Down and Dirty versus Clean and Serene

For Christmas, my brother sent me a book called Dirt: The Quirks, Habits and Passions of Keeping House. It has been on my wish list for some time now and I was delighted to receive this book of essays about people’s relationships with the spaces they inhabit. I was disappointed once I started reading it though, since most of the essays appeared to be from people attempting to justify their own sloth. Sure, there were a few where the writers dealt with the dirt of others – having to clean the house of a deceased relative who had been a hoarder, for example. There’s also a section of essays written by people who have worked as maids or housekeepers. And even a couple where the essayists wrote about a specific chore; Laura Shain Cunningham loves to wax her floor, Juliet Eastland is obsessed with sheets.

But most of the essays were from people who hated to clean, about why they hated to clean.

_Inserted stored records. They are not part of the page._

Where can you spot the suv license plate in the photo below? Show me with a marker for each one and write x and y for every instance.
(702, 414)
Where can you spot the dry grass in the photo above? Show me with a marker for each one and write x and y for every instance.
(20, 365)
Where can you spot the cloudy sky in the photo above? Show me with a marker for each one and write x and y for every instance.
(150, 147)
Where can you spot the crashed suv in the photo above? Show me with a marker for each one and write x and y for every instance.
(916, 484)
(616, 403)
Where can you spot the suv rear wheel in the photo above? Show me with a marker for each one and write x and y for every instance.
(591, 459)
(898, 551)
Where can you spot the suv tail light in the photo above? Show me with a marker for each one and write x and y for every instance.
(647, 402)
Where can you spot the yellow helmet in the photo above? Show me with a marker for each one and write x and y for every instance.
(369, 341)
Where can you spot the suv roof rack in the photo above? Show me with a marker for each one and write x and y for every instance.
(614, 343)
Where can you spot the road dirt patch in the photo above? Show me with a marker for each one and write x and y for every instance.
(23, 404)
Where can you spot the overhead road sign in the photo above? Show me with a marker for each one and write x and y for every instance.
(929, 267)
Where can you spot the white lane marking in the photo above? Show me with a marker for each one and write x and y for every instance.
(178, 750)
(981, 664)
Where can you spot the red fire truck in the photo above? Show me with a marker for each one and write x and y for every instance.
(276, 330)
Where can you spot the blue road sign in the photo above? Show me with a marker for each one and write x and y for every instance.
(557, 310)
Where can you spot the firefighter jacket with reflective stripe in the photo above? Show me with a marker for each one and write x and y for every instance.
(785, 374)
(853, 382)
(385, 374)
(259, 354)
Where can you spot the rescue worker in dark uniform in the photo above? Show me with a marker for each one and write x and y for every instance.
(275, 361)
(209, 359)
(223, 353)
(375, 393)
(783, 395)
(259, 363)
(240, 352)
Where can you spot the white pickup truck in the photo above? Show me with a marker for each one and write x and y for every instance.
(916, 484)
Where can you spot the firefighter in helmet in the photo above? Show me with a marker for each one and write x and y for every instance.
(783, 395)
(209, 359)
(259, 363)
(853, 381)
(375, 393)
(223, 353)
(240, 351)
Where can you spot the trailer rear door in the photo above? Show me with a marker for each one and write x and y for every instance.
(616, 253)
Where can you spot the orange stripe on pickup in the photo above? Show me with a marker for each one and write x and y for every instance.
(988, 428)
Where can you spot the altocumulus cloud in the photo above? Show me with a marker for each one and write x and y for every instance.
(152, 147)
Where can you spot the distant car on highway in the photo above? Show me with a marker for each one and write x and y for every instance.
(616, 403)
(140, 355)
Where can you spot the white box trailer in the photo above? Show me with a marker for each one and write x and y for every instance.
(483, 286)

Which is where I begin to feel like a freak, because I like to clean. A lot.

There are things I dislike, and downright hate – hate cleaning the shower for instance, and the shower is the only place in the house where mainstream cleaners make an appearance. I live with wall to wall carpeting and would prefer hardwood floors but it’s a rental and the choice is not mine. So I vacuum and steam clean carpets a lot more than I would like, because with two dogs, you can’t NOT keep the rugs clean or else the places gets too doggy smelling. But I don’t think I actually hate the task itself – just the time it takes up.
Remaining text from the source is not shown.